Zory McDonald works as a finance manager at Rust-Oleum’s plant in Pleasant Prairie, Wisconsin, commuting about 45 minutes a day from her home in Round Lake, Illinois.
She’s worried about a pending bill in Illinois that would allow the state to remain in daylight saving time year-round. Doing so would put her home and her job in different time zones for half the year.
McDonald’s 11-year-old son goes to before- and after-care at his school. She said when the time zones are different, she would need to work with her boss to adjust her hours.
"When they are in school, you are limited to what options you have," McDonald said. "It would be really tough to juggle responsibilities with children and responsibilities with work. An hour would make a big complication."
McDonald isn’t alone. As Wisconsin continues to attract Illinois companies choosing to move their headquarters north, more and more Illinois residents are commuting.
Besides commuting workers, having Wisconsin and Illinois on different time zones could wreak havoc. Or at least, cause a lot of head scratching. Think flights at Chicago O'Hare International Airport, Packers-Bears games and the Amtrak Hiawatha.
Marc Magliari, spokesman for Amtrak says fear not, trains cross every time zone and schedules are always presented in local time.
If the Illinois bill is approved, March would be the last time residents change their clocks. But the change has a way to go. The Illinois Senate approved the bill in November. It remains in the House and continues to gain co-sponsorship. If it passes, it requires a signature from the governor and approval in Congress.
The desire to stop changing the clocks is not uncommon. According to the St. Louis Post-Dispatch, more than 35 states introduced legislation in 2019 to do away with seasonal time changes by eliminating or standardizing daylight saving time.
The Uniform Time Act of 1966 allows states to opt out of daylight saving, which Hawaii and Arizona have done, but does not allow states to choose to stay in daylight time year-round unless approved by Congress.
In Wisconsin, state Reps.
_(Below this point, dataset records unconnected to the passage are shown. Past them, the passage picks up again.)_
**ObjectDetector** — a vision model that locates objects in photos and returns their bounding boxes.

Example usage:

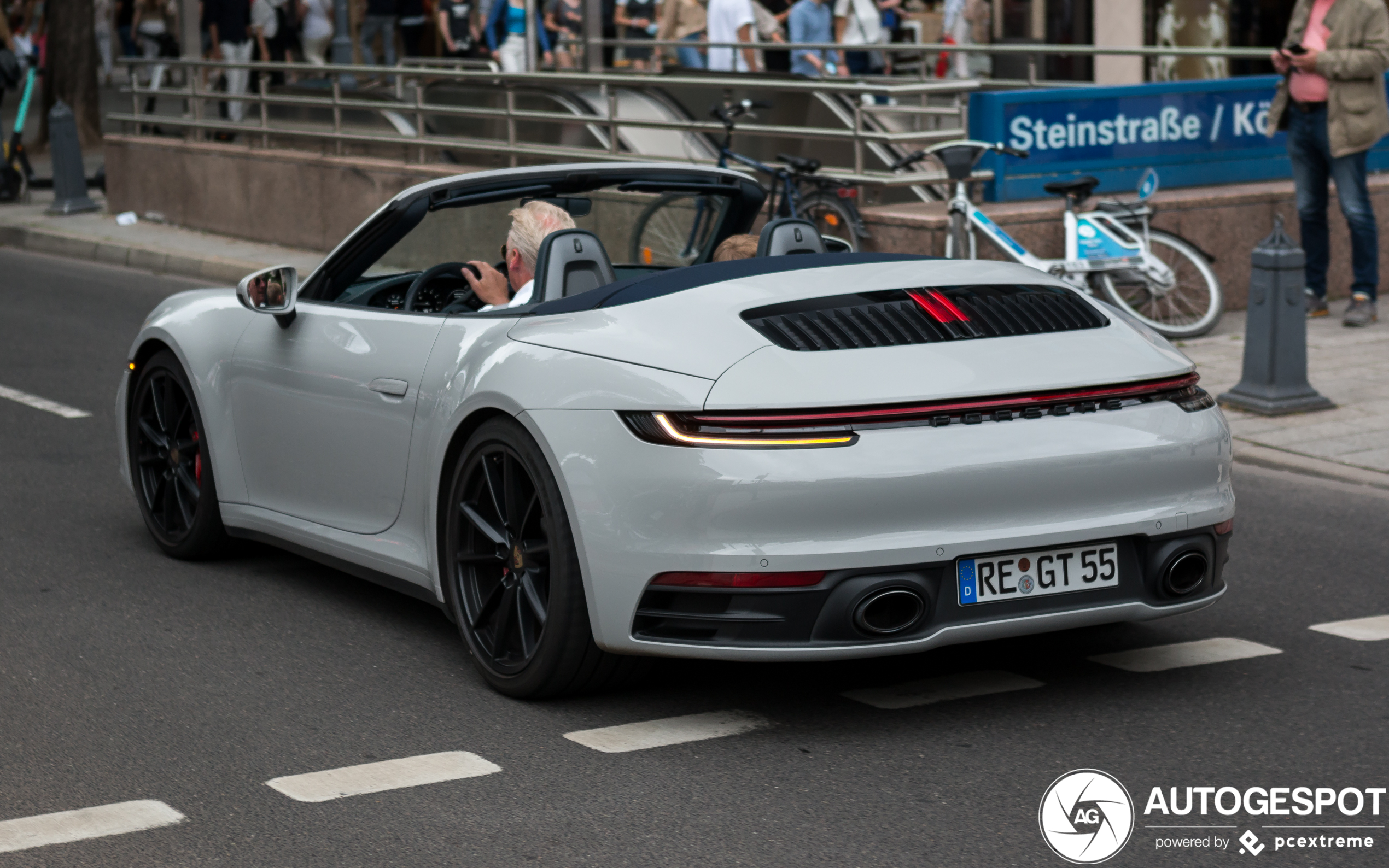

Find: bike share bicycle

[631,100,868,265]
[893,139,1224,337]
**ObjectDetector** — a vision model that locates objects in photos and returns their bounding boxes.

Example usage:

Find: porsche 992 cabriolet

[116,162,1235,697]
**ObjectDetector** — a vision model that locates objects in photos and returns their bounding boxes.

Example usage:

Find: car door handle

[368,378,410,396]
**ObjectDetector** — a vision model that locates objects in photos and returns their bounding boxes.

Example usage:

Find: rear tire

[1098,232,1225,337]
[125,350,226,560]
[440,417,650,699]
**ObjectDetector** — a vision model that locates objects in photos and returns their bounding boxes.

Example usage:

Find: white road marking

[841,670,1042,708]
[564,709,772,754]
[265,750,501,801]
[1307,615,1389,642]
[0,800,188,853]
[0,386,92,419]
[1090,637,1282,672]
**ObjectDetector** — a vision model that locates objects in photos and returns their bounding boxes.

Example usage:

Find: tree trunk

[39,0,101,147]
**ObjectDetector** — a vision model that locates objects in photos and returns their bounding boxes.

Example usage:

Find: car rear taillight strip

[620,373,1216,449]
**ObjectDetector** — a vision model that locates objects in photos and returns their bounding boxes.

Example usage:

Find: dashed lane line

[564,709,771,754]
[0,386,92,419]
[0,800,186,853]
[265,750,501,801]
[841,670,1043,708]
[1089,637,1282,672]
[1307,615,1389,642]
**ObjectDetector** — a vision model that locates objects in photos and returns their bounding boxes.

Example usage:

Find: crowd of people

[57,0,990,84]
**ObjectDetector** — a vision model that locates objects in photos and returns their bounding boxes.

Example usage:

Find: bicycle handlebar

[889,139,1028,171]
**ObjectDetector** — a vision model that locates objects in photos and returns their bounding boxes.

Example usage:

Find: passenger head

[507,200,575,280]
[714,234,757,262]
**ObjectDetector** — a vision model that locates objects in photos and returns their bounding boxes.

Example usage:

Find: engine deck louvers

[742,283,1110,351]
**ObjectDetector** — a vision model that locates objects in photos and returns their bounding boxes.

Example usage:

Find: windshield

[364,187,729,278]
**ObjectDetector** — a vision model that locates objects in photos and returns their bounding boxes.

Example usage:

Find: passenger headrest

[530,229,617,301]
[757,216,825,256]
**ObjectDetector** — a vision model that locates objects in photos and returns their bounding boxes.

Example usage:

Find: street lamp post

[332,0,357,87]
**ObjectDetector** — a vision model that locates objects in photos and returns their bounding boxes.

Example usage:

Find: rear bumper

[529,403,1235,660]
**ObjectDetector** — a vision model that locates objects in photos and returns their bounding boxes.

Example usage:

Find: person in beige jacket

[1265,0,1389,325]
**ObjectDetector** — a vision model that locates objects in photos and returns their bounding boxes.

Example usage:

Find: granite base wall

[106,134,1389,310]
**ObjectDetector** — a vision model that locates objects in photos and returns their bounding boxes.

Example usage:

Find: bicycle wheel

[631,193,726,265]
[796,193,857,243]
[1099,232,1225,337]
[946,211,974,260]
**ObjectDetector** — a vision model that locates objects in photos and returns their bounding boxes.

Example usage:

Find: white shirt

[252,0,279,39]
[835,0,882,46]
[478,278,535,314]
[707,0,755,72]
[303,0,334,39]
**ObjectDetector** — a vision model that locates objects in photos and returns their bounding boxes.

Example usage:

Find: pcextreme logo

[1037,768,1134,865]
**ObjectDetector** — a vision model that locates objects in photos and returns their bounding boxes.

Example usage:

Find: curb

[0,219,264,286]
[1234,440,1389,489]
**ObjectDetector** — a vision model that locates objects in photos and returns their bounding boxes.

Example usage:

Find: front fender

[115,289,257,503]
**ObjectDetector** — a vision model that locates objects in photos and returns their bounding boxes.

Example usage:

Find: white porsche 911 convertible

[116,164,1235,697]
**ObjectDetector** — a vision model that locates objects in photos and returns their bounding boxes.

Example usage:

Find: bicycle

[631,100,868,265]
[892,139,1224,337]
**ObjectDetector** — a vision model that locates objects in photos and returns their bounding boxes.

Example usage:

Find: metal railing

[107,57,992,186]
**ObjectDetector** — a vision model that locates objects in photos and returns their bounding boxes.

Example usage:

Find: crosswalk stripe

[564,709,771,754]
[265,750,501,801]
[1089,637,1282,672]
[1307,615,1389,642]
[0,799,186,853]
[0,386,92,419]
[841,670,1042,708]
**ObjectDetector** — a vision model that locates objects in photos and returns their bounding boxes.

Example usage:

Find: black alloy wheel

[440,417,646,699]
[128,350,225,558]
[454,443,550,666]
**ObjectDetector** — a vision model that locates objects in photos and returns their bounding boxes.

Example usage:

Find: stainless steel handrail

[107,57,990,186]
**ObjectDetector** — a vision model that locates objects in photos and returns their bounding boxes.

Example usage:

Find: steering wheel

[401,262,481,311]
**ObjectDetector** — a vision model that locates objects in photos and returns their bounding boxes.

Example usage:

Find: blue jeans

[357,15,396,67]
[675,33,704,69]
[1286,104,1379,300]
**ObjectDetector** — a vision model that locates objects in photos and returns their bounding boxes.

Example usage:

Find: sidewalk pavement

[0,189,324,286]
[0,190,1389,489]
[1176,301,1389,488]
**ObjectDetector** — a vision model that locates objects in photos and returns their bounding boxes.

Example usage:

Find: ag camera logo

[1037,768,1134,865]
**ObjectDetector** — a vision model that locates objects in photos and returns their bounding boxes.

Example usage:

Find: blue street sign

[970,75,1389,201]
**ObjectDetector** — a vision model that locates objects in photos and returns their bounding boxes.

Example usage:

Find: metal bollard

[1216,215,1335,415]
[47,100,101,214]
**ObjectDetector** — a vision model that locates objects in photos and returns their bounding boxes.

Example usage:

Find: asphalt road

[0,250,1389,868]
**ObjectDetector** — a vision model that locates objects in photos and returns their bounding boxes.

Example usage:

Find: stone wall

[106,134,1389,310]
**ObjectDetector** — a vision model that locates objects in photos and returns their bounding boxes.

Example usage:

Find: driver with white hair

[463,198,575,311]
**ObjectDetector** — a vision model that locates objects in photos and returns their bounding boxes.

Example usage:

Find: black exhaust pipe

[1163,552,1210,597]
[854,588,926,636]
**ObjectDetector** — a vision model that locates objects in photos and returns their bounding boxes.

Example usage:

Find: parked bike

[631,100,868,265]
[893,139,1224,337]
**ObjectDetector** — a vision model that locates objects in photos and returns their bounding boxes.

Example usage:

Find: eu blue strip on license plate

[960,558,979,606]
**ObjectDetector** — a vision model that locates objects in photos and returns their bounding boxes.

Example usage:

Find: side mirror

[236,265,299,328]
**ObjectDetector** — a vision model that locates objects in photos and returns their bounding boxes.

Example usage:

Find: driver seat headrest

[530,229,617,301]
[757,216,825,257]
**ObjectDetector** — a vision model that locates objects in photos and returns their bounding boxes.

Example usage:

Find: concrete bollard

[47,100,101,214]
[1216,215,1335,415]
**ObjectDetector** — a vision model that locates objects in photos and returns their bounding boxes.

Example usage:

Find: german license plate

[956,543,1119,606]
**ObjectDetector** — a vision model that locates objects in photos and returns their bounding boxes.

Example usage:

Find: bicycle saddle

[1042,175,1100,201]
[777,154,821,175]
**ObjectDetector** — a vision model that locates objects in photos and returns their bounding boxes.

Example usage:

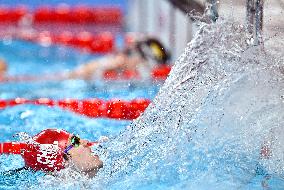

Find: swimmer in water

[67,37,170,80]
[0,129,107,177]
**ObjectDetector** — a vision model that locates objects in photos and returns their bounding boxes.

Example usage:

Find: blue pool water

Samantha Kerkman, R-Salem, and Michael Schraa, R-Oshkosh, introduced legislation in 2017 that would have eliminated daylight saving time in the state. But it never made it to the floor for a vote because there weren’t enough co-sponsors. One of the issues, Kerkman said, was what surrounding states were doing.
Kerkman said with a bill pending in Illinois and other bills previously considered in Minnesota and Michigan, she would like Wisconsin to again contemplate remaining in daylight saving time.
"The consensus from my constituents are they would like to stay on daylight saving time, especially in the summer," Kerkman said. "Wisconsin has many lakes, Minnesota has many lakes, everyone likes to recreate."
Kerkman said because making the change requires congressional approval, she thinks it would be wise for a group of Midwestern states to lobby together.
"It won’t be introduced in this session, because we are coming to the end, but I think going forward I think this is something I would be interested in doing," Kerkman said.
The individual state bills could also become moot.
There are currently two federal bills pending. In the U.S. Senate, the Sunshine Protection Act makes daylight saving time the new, permanent standard time. In the House, the Daylight Act allows states to observe daylight savings time year-round.
Scott Yates is a technology entrepreneur in Colorado who has run a website for the last six years dedicated to staying on daylight saving time year-round.
He said he’s never seen more interest in this topic than now. In fact, Wednesday, Yates tracked 13 new bills related to changing, or not changing the clocks.
"I’ve got to tell you, the interest I’ve seen from legislators, the public and reporters and the visits to my website," Yates said. "I'm getting the visits that I usually get in the days right before the time change. I'm not sure if we’re exactly at the tipping point, but I can see it from here."